Taking it to-go
In the case of Annabelle, a modern American eatery in Washington, D.C., no patio seating was available when the pandemic struck. The concept has since applied for the permits to build a permanent terrace in front of its establishment while relying on takeout and delivery in the meantime.
Many other restaurants are pursuing similar avenues since, up until very recently, off-premises was not an integral part of their business—especially true with regard to more upscale concepts and fine-dining restaurants. Now, the accelerated integration of off-premises into full service is resulting in spatial changes that, like Rosy’s takeout window, could stick around for a while.
Annabelle had been open for only around six weeks when dining rooms were ordered to close. The restaurant began offering takeout for the first time ever by making meals available for pickup and delivery via Caviar three to four days per week. Even once COVID-19 is a thing of the past, owner Ashok Bajaj says that carryout will be a permanent part of the restaurant’s operations.
“We rearranged the prep area to allow space for our employees to safely prep meals for takeout,” he says. “Takeout was previously thought of only in regard to ethnic food or quick service. Now that people know that it works in fine dining, we’re going to see a lot more of it.”
Like Annabelle, Rosy’s has also rearranged its indoor spaces to provide for takeout. The restaurant’s dining room is being used for socially distanced server stations, to-go order coordination, and even cold prep, allowing some back-of-house kitchen staff to move out front for portions of their shifts. Hornik says this system will evolve as the pandemic progresses, and that, for now, indoor dining is not on his radar.
King-Casey’s Blackiston suggests that, even when in-store dining is once again in the picture, full-service operators consider incorporating off-premises platforms into their restaurants’ operations and design. He says to start with an operations assessment of a venue; determine if the layout, technology, and other infrastructure are in place to expand off-premises; and then develop a strategy that fits the brand.
“It all depends on the restaurant,” Blackiston says. “Assess if there’s room for a drive thru, dedicated parking, necessary signage, and perhaps even a separate entrance for pickup orders.”
A great resource for full-service operators looking to bolster their off-premises operation? The quick-service and fast-casual sectors. Some brands in these categories are to-go veterans and have been serving up successful drive-thru experiences for years.
Blackiston points to Starbucks—a brand that his agency worked closely with on its drive thru—as one such exemplar. The coffee chain, he says, exhibits a valuable lesson for full-service restaurants in making its drive-thru process one that seamlessly echoes its in-store guest experience.

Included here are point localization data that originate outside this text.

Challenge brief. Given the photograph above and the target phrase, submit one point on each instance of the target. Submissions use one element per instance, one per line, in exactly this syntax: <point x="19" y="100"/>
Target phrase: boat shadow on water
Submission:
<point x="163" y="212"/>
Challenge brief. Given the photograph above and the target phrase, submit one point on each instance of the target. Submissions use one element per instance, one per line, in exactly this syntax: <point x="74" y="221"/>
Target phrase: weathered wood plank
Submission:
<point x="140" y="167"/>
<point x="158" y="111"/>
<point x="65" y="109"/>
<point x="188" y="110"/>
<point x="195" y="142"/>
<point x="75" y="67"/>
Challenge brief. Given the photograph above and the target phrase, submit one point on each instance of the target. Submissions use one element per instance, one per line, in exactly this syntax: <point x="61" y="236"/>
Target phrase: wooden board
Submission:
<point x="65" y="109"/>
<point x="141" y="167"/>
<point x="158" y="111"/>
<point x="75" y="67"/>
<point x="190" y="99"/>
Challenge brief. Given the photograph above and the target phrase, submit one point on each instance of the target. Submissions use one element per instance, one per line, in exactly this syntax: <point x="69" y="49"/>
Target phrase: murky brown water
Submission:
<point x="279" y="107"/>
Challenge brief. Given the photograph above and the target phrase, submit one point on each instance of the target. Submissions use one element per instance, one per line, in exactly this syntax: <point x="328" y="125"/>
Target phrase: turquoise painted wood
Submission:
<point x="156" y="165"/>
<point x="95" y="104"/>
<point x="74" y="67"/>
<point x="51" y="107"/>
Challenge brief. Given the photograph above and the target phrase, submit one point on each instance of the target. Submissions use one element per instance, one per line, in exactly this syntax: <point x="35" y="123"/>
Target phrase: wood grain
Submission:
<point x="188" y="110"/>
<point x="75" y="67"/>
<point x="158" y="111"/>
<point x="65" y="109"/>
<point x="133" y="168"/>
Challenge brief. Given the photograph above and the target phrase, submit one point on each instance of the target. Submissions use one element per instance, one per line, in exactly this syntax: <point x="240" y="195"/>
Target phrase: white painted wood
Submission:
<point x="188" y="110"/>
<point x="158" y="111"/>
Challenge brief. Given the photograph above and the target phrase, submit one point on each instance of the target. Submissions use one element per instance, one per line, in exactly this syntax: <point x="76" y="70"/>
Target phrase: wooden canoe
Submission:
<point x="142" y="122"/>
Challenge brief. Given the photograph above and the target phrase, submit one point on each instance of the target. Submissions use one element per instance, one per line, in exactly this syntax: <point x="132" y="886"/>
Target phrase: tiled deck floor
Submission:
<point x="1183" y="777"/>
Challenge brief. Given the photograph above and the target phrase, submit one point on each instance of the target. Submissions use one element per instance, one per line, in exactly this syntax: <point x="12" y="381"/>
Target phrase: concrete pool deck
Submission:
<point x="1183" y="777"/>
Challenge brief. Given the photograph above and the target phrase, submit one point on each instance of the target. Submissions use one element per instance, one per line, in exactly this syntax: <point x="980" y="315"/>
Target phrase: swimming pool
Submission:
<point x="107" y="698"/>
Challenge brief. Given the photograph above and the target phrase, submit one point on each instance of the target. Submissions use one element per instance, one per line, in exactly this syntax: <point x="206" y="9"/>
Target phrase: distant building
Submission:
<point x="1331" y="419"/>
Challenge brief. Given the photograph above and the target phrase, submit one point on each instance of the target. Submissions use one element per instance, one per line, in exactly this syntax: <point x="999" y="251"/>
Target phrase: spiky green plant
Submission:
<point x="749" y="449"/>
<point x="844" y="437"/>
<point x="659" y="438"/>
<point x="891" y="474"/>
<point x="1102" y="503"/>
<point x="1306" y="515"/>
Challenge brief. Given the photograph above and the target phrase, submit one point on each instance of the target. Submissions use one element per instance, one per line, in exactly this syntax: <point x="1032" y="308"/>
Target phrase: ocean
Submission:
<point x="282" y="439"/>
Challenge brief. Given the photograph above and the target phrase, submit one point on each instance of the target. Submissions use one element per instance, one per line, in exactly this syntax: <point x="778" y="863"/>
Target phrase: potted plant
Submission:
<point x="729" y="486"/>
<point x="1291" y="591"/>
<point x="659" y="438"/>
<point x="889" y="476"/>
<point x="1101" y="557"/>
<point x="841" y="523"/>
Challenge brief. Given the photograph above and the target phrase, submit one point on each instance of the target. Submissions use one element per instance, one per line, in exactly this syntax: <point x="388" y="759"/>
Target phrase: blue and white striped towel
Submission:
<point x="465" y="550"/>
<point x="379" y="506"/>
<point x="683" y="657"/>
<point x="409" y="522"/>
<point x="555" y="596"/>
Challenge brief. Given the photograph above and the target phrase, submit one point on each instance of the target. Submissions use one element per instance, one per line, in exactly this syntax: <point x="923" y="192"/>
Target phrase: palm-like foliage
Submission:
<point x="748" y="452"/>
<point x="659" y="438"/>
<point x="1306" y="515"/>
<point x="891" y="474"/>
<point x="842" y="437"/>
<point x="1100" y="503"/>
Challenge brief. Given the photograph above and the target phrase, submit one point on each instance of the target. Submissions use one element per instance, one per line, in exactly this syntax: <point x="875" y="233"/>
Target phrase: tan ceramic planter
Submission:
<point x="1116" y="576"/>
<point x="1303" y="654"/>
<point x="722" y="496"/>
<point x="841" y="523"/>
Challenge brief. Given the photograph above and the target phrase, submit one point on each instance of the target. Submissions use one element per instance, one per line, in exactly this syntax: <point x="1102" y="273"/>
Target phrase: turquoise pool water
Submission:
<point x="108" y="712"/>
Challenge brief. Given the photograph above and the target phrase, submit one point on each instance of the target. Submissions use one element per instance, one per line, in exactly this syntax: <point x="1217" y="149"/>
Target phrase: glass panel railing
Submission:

Starbucks’ drive-thru lanes feature decor, graphics, and signage that are consistent with the visuals inside its stores— the road stripe painted in its signature green. Furthermore, the brand’s drive-thru design reinforces its in-store service model. Similar to the full-service dining experience, within a Starbucks’ four walls, the emphasis is placed on customer-employee interaction, with baristas often coming to know regular guests by name over time. The company makes this interaction possible in the drive thru with a two-way video order verification step that allows customers to see their baristas through a camera and vice versa at some locations.
Like Starbucks, fine-dining brands looking to incorporate more expansive off-premises processes into their models should look for ways to make their experience consistent across inside dining, outdoor dining, and to-go ordering—and design can help in that goal.
“This may be new to full-service restaurants, but the good news is that other brands in other segments have addressed it already,” Blackiston says. “Open-minded operators are going to realize solutions don’t always lie within full service; those solutions will only make you as successful as your competitors. Learn from these guys that have been doing this for 10, 15, 20 years, then take it up a notch and make it unique to your concept.”